Jin Kazama witnesses the death of his mother Jun by Tekken in the slums known as Anvil. After finding a Tekken ID he decides to seek out vengeance for his mother’s death.
Fast forward into the future. 20239 to be exact. The world is a different picture and has become a product of chaos. Tekken, the largest corporation in the world has become what we are told a “product of peoples greed and desire”. They run the land by way of soldiers they call “jackhammers”. They also hold the #1 tournament in the country each year presented live to the thrill of audiences. The tournament is called “Iron Fist”. The winner get the prestige of being the #1 fighter in the world and the respect of Tekken corporation.
Jin Kazama (John Foo) comes from the streets with only the company of his sole living family member, his mother Jun Kazama (Tamlyn Tomita). His mother trained him from an early age to stand up for himself and be a fighter. Though times are hard in the streets which go by the name of the “anvil”. Jin has made ends meet here and there by smuggling illegal pirated electronic goods. His pay allows him to buy black market goods like coffee, oranges and small souvenirs from generations past.
Jin, has no interest in the Iron fist, even though he is regarded as a local bad ass who is able to hold his own in fight. When the Tekken corp enforces word of the illegal smuggling they target Jin and his mother as violators and send missiles hurling into theirhouse. Jin, who had stepped out is forced to watch his house and only family member blown to bits. It is retribution that drives Jin to enter the tournament and prove his honor hoping to get a shot at revenge in the process.
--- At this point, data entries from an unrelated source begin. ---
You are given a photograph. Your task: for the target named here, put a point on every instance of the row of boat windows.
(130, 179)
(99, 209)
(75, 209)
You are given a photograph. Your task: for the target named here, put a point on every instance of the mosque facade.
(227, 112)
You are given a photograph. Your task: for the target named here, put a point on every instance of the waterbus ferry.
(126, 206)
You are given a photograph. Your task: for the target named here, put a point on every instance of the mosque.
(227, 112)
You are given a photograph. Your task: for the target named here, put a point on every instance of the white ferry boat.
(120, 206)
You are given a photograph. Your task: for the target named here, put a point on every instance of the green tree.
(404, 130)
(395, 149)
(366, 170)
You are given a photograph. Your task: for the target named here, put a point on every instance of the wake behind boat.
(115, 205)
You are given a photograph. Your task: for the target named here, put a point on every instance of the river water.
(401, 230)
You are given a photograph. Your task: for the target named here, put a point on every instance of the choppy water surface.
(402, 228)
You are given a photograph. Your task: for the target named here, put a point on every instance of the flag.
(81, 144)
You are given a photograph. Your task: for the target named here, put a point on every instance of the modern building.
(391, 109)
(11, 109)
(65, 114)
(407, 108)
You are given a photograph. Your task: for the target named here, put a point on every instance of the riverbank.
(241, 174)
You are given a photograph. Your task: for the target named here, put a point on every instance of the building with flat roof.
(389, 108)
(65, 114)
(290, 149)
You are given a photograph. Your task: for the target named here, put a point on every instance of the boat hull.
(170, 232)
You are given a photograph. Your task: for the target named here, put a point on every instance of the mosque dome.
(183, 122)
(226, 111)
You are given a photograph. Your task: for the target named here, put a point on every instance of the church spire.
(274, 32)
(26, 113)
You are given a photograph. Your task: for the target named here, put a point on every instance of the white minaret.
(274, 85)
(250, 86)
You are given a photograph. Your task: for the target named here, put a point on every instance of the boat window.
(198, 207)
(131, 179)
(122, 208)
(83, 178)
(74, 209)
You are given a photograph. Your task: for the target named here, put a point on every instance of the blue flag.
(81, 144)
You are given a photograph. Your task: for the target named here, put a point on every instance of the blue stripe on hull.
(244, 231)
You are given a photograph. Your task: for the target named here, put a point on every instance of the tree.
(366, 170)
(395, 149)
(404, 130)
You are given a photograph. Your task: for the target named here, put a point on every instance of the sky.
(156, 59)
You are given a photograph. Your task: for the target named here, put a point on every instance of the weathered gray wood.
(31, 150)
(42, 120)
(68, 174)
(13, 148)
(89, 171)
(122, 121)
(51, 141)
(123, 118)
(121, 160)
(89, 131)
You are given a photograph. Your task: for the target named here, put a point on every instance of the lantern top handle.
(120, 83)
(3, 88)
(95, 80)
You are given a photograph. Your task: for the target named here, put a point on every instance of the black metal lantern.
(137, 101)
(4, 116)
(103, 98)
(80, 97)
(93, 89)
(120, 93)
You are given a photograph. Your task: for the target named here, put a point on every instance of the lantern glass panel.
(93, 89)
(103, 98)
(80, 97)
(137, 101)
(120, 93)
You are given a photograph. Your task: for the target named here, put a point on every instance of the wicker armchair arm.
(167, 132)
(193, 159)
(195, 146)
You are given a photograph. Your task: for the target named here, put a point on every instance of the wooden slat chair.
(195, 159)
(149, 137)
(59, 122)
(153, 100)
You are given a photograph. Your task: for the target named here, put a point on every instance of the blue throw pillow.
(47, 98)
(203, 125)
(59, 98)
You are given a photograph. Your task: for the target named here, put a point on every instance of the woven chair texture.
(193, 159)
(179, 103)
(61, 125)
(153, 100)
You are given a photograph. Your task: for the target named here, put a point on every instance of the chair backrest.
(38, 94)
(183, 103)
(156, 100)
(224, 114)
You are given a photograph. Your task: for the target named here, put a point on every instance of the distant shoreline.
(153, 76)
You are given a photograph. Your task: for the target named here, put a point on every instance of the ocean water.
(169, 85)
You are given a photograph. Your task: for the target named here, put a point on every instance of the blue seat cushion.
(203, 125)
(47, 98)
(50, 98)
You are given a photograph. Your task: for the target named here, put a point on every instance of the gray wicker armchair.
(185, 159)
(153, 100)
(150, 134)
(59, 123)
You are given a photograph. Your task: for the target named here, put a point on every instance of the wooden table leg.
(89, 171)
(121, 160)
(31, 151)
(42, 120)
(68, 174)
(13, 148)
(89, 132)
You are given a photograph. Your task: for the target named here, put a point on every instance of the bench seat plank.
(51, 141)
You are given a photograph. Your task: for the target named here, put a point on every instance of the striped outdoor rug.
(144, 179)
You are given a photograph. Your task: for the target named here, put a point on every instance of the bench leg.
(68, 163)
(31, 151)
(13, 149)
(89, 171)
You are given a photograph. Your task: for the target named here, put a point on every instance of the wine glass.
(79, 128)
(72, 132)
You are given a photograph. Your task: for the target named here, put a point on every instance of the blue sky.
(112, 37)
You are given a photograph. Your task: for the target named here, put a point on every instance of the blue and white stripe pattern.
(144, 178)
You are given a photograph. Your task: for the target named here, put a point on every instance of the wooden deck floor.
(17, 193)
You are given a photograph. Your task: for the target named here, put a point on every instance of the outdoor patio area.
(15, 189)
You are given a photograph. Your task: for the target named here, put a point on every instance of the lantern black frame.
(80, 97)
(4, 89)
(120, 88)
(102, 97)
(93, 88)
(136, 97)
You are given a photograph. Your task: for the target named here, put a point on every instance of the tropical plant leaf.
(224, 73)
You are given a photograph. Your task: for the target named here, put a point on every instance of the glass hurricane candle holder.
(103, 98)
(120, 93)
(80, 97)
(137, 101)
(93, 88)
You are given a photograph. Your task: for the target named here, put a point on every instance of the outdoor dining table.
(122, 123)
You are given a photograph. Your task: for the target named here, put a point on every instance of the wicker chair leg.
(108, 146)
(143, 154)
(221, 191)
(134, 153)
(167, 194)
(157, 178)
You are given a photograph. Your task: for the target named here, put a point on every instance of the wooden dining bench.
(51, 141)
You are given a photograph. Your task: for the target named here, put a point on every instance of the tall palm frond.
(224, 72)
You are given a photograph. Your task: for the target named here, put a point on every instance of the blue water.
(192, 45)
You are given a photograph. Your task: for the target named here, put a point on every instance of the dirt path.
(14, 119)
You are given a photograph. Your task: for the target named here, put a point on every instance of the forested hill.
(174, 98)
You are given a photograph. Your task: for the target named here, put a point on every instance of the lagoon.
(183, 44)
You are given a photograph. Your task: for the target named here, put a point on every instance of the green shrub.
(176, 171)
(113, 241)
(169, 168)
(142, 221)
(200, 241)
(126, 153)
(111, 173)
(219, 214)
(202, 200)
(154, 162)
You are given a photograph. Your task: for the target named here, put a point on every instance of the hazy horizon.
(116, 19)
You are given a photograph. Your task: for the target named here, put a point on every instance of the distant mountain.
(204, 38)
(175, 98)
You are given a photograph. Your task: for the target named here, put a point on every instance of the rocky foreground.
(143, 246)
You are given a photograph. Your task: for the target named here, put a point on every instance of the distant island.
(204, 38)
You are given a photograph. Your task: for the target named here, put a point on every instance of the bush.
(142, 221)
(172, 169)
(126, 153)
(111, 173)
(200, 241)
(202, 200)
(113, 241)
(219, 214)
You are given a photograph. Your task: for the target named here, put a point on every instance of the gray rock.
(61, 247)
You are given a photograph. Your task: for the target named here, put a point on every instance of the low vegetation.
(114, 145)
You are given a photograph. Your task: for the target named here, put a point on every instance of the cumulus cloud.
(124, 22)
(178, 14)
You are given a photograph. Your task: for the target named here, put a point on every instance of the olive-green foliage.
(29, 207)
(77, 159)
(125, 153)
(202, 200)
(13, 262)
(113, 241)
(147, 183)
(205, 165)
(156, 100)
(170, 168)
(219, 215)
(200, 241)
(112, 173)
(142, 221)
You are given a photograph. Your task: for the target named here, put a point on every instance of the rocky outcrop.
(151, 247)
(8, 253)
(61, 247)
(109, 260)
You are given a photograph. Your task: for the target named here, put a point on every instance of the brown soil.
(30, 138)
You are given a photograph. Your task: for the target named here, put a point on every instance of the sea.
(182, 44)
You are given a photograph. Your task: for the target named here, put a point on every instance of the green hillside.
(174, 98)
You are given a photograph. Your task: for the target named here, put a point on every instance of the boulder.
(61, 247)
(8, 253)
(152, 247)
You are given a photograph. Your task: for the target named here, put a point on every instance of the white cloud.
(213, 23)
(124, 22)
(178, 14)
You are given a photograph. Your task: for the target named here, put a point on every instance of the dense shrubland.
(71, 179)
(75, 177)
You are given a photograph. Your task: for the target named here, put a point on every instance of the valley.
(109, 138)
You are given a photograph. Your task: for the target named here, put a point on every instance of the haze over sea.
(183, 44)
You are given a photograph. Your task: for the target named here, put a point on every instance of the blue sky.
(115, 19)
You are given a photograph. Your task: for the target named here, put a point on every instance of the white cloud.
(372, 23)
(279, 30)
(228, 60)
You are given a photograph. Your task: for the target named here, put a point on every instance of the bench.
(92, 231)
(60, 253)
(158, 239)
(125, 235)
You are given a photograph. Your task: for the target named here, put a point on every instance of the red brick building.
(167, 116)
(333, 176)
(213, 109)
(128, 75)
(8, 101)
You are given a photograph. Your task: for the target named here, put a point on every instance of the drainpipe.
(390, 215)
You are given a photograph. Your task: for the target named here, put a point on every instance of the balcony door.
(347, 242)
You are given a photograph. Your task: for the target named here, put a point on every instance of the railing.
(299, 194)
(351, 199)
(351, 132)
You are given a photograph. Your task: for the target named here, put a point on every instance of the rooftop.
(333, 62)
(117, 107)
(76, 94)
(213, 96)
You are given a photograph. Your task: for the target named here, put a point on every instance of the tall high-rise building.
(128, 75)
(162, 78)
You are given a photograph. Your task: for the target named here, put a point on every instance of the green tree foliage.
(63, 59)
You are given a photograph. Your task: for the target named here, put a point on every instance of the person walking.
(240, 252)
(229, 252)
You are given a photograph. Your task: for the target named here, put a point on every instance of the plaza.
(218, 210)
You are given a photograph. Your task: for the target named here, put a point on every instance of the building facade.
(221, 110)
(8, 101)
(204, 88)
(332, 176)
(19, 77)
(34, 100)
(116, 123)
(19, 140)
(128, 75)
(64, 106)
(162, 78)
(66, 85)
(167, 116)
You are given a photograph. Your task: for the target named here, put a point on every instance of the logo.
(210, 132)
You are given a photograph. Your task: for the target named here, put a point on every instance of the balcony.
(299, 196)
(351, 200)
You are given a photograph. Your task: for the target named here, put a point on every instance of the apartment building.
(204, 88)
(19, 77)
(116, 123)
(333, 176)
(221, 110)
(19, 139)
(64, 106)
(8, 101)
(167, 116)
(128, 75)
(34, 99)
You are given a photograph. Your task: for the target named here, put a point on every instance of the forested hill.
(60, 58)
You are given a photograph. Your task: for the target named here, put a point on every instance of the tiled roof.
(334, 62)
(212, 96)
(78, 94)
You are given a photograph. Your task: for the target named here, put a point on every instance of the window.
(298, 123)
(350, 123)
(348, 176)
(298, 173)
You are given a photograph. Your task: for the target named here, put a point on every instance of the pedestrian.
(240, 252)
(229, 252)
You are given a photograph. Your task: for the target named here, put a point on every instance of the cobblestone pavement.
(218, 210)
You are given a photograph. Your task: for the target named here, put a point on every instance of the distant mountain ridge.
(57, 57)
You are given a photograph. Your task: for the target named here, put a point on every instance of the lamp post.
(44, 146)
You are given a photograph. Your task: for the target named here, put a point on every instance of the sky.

The tournament features a variety of skilled opponents. Each has his or her own specialty that is tested against each other in the ring. Kazuya, (Ian Anthony Dale) son of current leader Heihachi Mishima (Cary-Hiroyuki Tagawa ) is intent on overtaking the corporation as heir to the throne. His cold hearted approach only angers his father, keeping Heihachi from passing the title down to his son. Jin, is elected the people choice after beating out a Tekken fighter by the name of “Marshall Law”. This begins the journey and the inevitable competition.
While brought into the Iron Fist challenge, Jin becomes good friends and the love interest of Christie Monteiro (Kelly Overton) another fighter in the tournament. Jin is also lead by his new sponsor Steve Fox (Luke Goss) who offers advice along the way.
Tekken is designed to be a formula driven action film. There are certainly plenty of fighter to fighter confrontations in a premise that follows much like the films “Blood Sport” and “KickBoxer”. The new element here is of course, the future aspect and its back story. “Tekken” doesn’t offer alot we haven’t see before, but it does follow the underdog-to-champion style of filmmaking that tends to be a crowd pleaser almost by default.
Now the real back story here is that “Tekken” is also an arcade fighting game developed by Nameco. Tekken has had many follow up game releases ultimately triggering the need for a feature film based on gameplayer target audiences. The franchise itself has been a big hit and like many of these hit games….a film will eventually follow.
I’m a big fan of martial arts films, so Tekken was a blast to watch for me. We come to expect a certain amount of familiarity in these movies as being a part of that whole “Karate Kid” generation. The editing is done well and the fight scenes are impressive but short. Audiences will guess from the get go that the bad guys will lose and the underdog will prevail. That’s not a spoiler as all these films follow that premise. Director Dwight H. Little did great job with the script he was given while hottie Kelly Overton is certainly a reason to watch. John Woo, does a great hob with his fancy moves and will most likely keep on his current trend of modern marital arts films. Tekken has a feel that reminded me of “Death Race” and other movies with a complementary score that delivers to all your game lover expectations.